Liberdade de Expressão

A redação do Artigo 12 tem o objetivo de garantir o devido processo na moderação de conteúdos por parte das plataformas, algo fundamental para o exercício da liberdade de expressão. O texto do PL 2630/20 diz que “os provedores de aplicação de internet submetidos a esta Lei devem garantir o direito de acesso à informação e à liberdade de expressão de seus usuários nos processos de elaboração e aplicação de seus termos de uso, disponibilizando mecanismos de recurso e devido processo” e que, em caso de moderação, “o usuário deve ser notificado sobre a fundamentação, o processo de análise e a aplicação da medida, assim como sobre os prazos e procedimentos para sua contestação”.

A proposição de devido processo se mostra necessária diante de inúmeros casos de abusos, por parte das plataformas, em suas ações de moderação. Hoje, o Marco Civil da Internet estabelece um regime de responsabilização das plataformas por conteúdos produzidos por terceiros que não as obriga nem as proíbe de removerem conteúdos – a única exceção é sobre a divulgação não autorizada de imagens íntimas, quando há obrigação das plataformas de indisponibilizarem tais conteúdos após solicitação da vítima ou de seu representante legal. Por esse regime, as empresas são apenas autorizadas a realizar moderações e remoções – algo que fazem com base em seus termos de uso. 

Inúmeros estudos, entretanto, mostram abusos nesses processos. Uma sistematização de dez casos de remoção de conteúdo pelo Facebook com maior repercussão em 2015, por exemplo, evidenciou a prática de censura privada com “fortes componentes discricionários e uma estética que pode ser apresentada como um tipo de biopolítica da sociedade informacional“. O levantamento ressaltou que “O Facebook não informa ao censurado o motivo específico  (…) informa apenas que o texto, imagem ou vídeo violou alguma regra da “Política de uso de dados” ou dos ‘Padrões da comunidade do Facebook’“. O Art.12 vem para sanar este tipo de problema, garantindo notificação com explicitação de motivos, direito à contestação por parte do usuário e reparação (não pecuniária) em caso de remoções que tragam danos aos usuários. 

Porém, no § 2º do artigo, o PL diz que “os provedores dispensarão a notificação aos usuários se verificarem risco: I – de dano imediato de difícil reparação; II – para a segurança da informação ou do usuário; III – de violação a direitos de crianças e adolescentes; IV – de crimes tipificados na Lei nº 7.716, de 5 de janeiro de 1989; V – de grave comprometimento da usabilidade, integridade ou estabilidade da aplicação”. A redação sobre essa dispensa de notificação tem gerado duas interpretação preocupantes: a primeira, de que, em outros casos, as plataformas não poderiam remover conteúdos antes de feita a contestação pelos usuários e concluído o processo de análise; a segunda, de que, para esses casos, haveria uma obrigação de remoção imediata por parte das plataformas. 

Para sanar tais questionamentos, a Coalizão Direitos na Rede sugere alterações na redação do artigo e considera que o melhor é remeter para o Código de Conduta, já previsto no PL, considerando a legislação nacional e os tratados internacionais ratificados pelo Brasil, as hipóteses de dispensa da notificação.
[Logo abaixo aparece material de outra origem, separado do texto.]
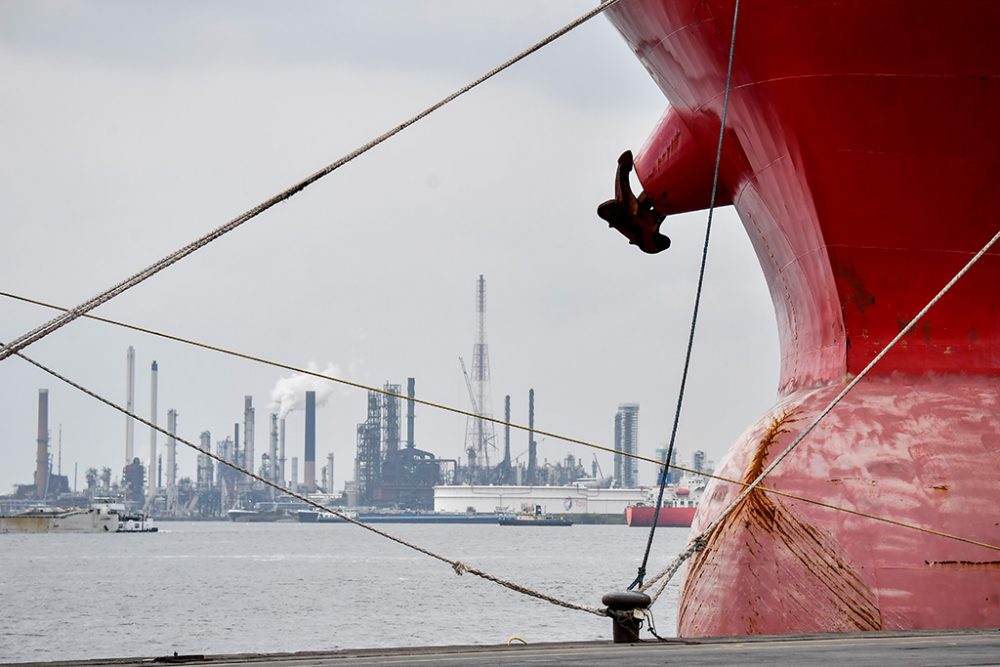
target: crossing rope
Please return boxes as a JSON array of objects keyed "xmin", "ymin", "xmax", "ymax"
[
  {"xmin": 5, "ymin": 340, "xmax": 608, "ymax": 618},
  {"xmin": 0, "ymin": 0, "xmax": 623, "ymax": 365},
  {"xmin": 1, "ymin": 287, "xmax": 995, "ymax": 553},
  {"xmin": 638, "ymin": 222, "xmax": 1000, "ymax": 605},
  {"xmin": 630, "ymin": 0, "xmax": 742, "ymax": 592}
]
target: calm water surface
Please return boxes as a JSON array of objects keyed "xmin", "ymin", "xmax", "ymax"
[{"xmin": 0, "ymin": 522, "xmax": 687, "ymax": 663}]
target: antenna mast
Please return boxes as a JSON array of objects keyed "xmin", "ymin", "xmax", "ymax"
[{"xmin": 463, "ymin": 275, "xmax": 496, "ymax": 481}]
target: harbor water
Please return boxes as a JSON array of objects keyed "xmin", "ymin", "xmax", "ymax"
[{"xmin": 0, "ymin": 522, "xmax": 688, "ymax": 663}]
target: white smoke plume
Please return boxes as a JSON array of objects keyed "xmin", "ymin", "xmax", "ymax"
[{"xmin": 269, "ymin": 362, "xmax": 345, "ymax": 419}]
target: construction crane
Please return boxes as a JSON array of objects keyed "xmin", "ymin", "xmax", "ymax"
[
  {"xmin": 458, "ymin": 356, "xmax": 480, "ymax": 415},
  {"xmin": 459, "ymin": 356, "xmax": 491, "ymax": 470}
]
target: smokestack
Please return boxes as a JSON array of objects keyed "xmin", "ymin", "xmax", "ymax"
[
  {"xmin": 125, "ymin": 346, "xmax": 135, "ymax": 464},
  {"xmin": 243, "ymin": 396, "xmax": 255, "ymax": 477},
  {"xmin": 166, "ymin": 409, "xmax": 177, "ymax": 515},
  {"xmin": 504, "ymin": 394, "xmax": 511, "ymax": 465},
  {"xmin": 147, "ymin": 361, "xmax": 158, "ymax": 502},
  {"xmin": 304, "ymin": 390, "xmax": 316, "ymax": 492},
  {"xmin": 234, "ymin": 423, "xmax": 240, "ymax": 467},
  {"xmin": 34, "ymin": 389, "xmax": 49, "ymax": 499},
  {"xmin": 291, "ymin": 456, "xmax": 299, "ymax": 489},
  {"xmin": 406, "ymin": 378, "xmax": 415, "ymax": 449},
  {"xmin": 269, "ymin": 414, "xmax": 279, "ymax": 486},
  {"xmin": 327, "ymin": 452, "xmax": 335, "ymax": 492},
  {"xmin": 527, "ymin": 388, "xmax": 536, "ymax": 486},
  {"xmin": 279, "ymin": 417, "xmax": 286, "ymax": 486}
]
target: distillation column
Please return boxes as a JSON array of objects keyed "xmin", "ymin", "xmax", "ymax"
[
  {"xmin": 125, "ymin": 346, "xmax": 135, "ymax": 464},
  {"xmin": 166, "ymin": 409, "xmax": 178, "ymax": 515},
  {"xmin": 34, "ymin": 389, "xmax": 49, "ymax": 499},
  {"xmin": 147, "ymin": 361, "xmax": 158, "ymax": 505}
]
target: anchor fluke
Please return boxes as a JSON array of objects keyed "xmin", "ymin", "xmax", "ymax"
[{"xmin": 597, "ymin": 151, "xmax": 670, "ymax": 254}]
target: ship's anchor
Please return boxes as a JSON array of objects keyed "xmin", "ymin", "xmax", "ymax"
[{"xmin": 597, "ymin": 150, "xmax": 670, "ymax": 253}]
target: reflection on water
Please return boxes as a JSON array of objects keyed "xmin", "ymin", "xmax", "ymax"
[{"xmin": 0, "ymin": 522, "xmax": 686, "ymax": 662}]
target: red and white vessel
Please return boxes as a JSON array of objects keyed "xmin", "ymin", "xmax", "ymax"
[
  {"xmin": 602, "ymin": 0, "xmax": 1000, "ymax": 636},
  {"xmin": 626, "ymin": 482, "xmax": 701, "ymax": 528}
]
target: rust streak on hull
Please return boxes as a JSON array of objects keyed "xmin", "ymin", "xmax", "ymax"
[{"xmin": 682, "ymin": 411, "xmax": 881, "ymax": 635}]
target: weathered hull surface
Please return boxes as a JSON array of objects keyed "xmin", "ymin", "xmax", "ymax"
[{"xmin": 604, "ymin": 0, "xmax": 1000, "ymax": 635}]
Trata-se de alternativa mais apropriada para o debate sobre a dinâmica de moderação de conteúdo por parte das plataformas. Por um lado, o devido processo, que deve ser garantido, não fica engessado no texto da lei. Por outro, não resulta, involuntariamente, na ampliação de poder das plataformas sobre os conteúdos que podem circular ou não nas redes.

No mesmo artigo, é necessário suprimir o § 5º, que trata das deep fakes. A questão, alheia à sessão sobre garantia do exercício da liberdade de expressão dos usuários diante do poder das plataformas, também traz regramento para a indisponibilização de conteúdos com base em termos extremamente vagos, como “indução a erro” e “manipulação para imitar a realidade”. A Coalizão Direitos na Rede entende que o problema das chamadas “deep fakes” também deve ser tratado pelo código de conduta.

Por fim, o § 6º do Art.12 deve ser transformado em artigo específico, para garantir, também em defesa da liberdade de expressão dos usuários, que o direito de resposta previsto neste ponto seja objeto de decisão judicial e tenha garantida a proporcionalidade em seu alcance.